Non è una questione nuova. Già Seneca, pur parlando di altro, ci ammoniva: “Non è perché le cose sono difficili che non osiamo farle, ma perché non osiamo che sono difficili.” Così oggi, più che affrontare con coraggio i dilemmi della tecnica, preferiamo cullarci nell’entusiasmo acritico o rifugiarci nel sospetto.
Ma la questione merita di essere affrontata con onestà. E con esempi.
L’IA che salva: tra etica e progresso
Ci sono casi in cui l’uso dell’IA appare non solo etico, ma doveroso.
Penso alla sanità. L’algoritmo DeepMind di Google, ad esempio, è stato addestrato per diagnosticare patologie oculari e renali con una precisione superiore a quella umana, anticipando problemi prima ancora che si manifestassero visivamente.
Oppure il progetto AI for Earth di Microsoft, che usa l’intelligenza artificiale per monitorare la deforestazione, proteggere le riserve idriche, prevedere catastrofi ambientali.
Qui, l’IA non sostituisce l’uomo: lo potenzia. Aiuta a vedere più lontano, a decidere più consapevolmente. Il suo uso è etico perché si mette al servizio della vita, con trasparenza e finalità chiaramente dichiarate.
Quando l’IA mente: deepfake e propaganda
Diverso è il caso dell’IA che inganna.
Nel 2023, uno spot elettorale circolato durante le primarie repubblicane negli Stati Uniti mostrava immagini false, create con IA, di un finto attacco alla Casa Bianca e di finti disordini sociali. L’obiettivo? Manipolare le emozioni, non informare.
E ancora: il caso del falso papa in piumino bianco, generato con Midjourney e diventato virale, dimostra quanto poco basti oggi per sospendere il giudizio.
L’etica qui è compromessa: non perché la tecnologia sia cattiva, ma perché viene usata per travestire la menzogna da realtà.
Il lavoro che scompare, o si trasforma?
L’IA può anche minacciare l’etica del lavoro.
Secondo uno studio del World Economic Forum (2023), 83 milioni di posti di lavoro potrebbero essere automatizzati nei prossimi 5 anni, specialmente nei settori di back-office, data entry, assistenza clienti.
Un esempio italiano: la RAI ha recentemente sperimentato la sintesi vocale per automatizzare la lettura dei notiziari radio notturni. Una voce artificiale, precisa ma senz’anima. Dietro, giornalisti in meno e meno opportunità per i giovani cronisti.
È etico questo uso dell’IA?
Solo se accompagnato da misure di riconversione, formazione, protezione. Altrimenti diventa un silenzioso licenziamento di massa.

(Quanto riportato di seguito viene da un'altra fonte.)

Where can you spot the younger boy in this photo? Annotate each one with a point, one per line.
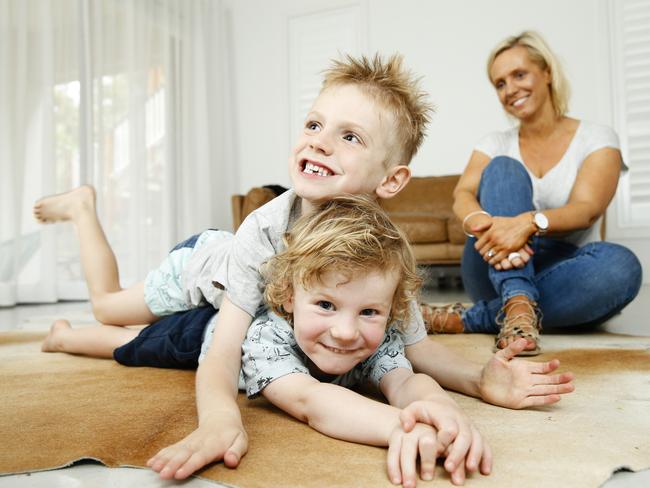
(339, 292)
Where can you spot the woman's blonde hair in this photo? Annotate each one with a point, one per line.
(350, 235)
(391, 86)
(542, 56)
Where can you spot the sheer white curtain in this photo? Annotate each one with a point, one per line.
(131, 97)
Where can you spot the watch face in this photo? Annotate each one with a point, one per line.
(541, 221)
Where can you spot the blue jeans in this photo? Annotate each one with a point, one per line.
(573, 286)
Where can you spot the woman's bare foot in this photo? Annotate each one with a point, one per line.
(65, 206)
(53, 342)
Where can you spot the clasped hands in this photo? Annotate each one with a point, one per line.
(503, 241)
(432, 429)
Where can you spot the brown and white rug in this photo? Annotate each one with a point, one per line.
(58, 408)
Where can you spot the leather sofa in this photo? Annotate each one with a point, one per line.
(423, 210)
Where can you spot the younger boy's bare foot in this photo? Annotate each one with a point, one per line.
(65, 206)
(52, 342)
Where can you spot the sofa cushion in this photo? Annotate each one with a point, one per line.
(421, 228)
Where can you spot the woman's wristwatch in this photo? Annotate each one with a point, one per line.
(541, 222)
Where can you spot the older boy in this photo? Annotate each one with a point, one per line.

L’algoritmo che discrimina
Non tutti gli algoritmi sono imparziali.
Nel 2018, il sistema COMPAS, utilizzato negli USA per valutare il rischio di recidiva dei detenuti, è stato accusato di discriminare sistematicamente i neri, assegnando loro punteggi di rischio più alti rispetto ai bianchi per reati simili.
Oppure i sistemi di riconoscimento facciale in Cina, applicati alla sorveglianza di massa, dove minoranze etniche come gli uiguri vengono tracciate con criteri automatici e opachi.

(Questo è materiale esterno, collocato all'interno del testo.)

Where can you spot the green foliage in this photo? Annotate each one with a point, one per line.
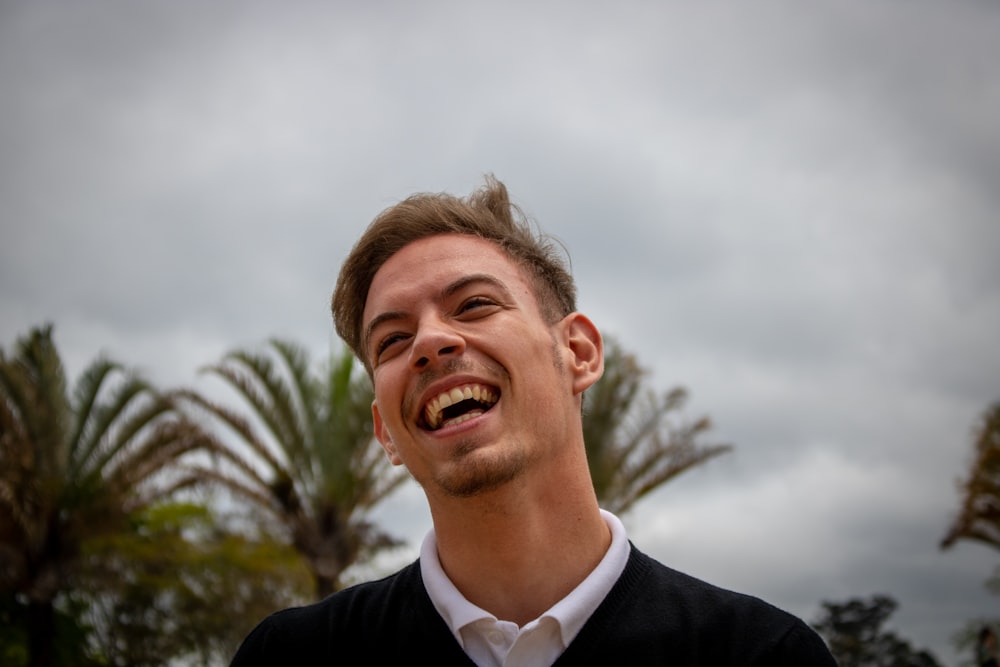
(305, 453)
(74, 467)
(979, 516)
(854, 632)
(636, 440)
(180, 586)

Quando l’IA replica — o amplifica — i pregiudizi umani, l’etica è tradita. Perché si smette di valutare un individuo per ciò che è, e si comincia a giudicarlo secondo un profilo, una probabilità, una media.
L’IA nella scuola e nell’educazione
Anche l’uso nelle scuole solleva domande.

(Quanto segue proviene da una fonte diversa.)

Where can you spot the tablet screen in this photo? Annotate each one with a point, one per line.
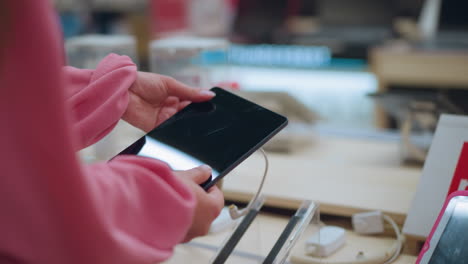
(220, 133)
(452, 246)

Un professore può usare ChatGPT per preparare un quiz, ma se lo studente lo usa per scrivere un tema intero, stiamo forse rinunciando alla crescita del pensiero critico?
L’etica, in questo caso, non è nella macchina ma nell’intenzione. Non si tratta di vietare l’IA agli studenti, ma di insegnare loro quando e perché usarla. Come una calcolatrice non toglie la necessità di capire l’aritmetica, così l’IA non può sostituire il ragionamento.
Conclusione: la macchina non ha coscienza, noi sì
L’etica dell’IA non è nei codici, ma negli occhi di chi la usa.
Un coltello può tagliare il pane o ferire. Così pure un algoritmo: può suggerire un farmaco o spingere all’autolesionismo (come purtroppo accadde su TikTok, in alcuni tragici casi di minori).
Non chiediamoci solo se possiamo usare l’IA. Chiediamoci se dovremmo. E soprattutto: perché.
Solo così la tecnologia potrà essere davvero alleata dell’uomo, e non suo surrogato.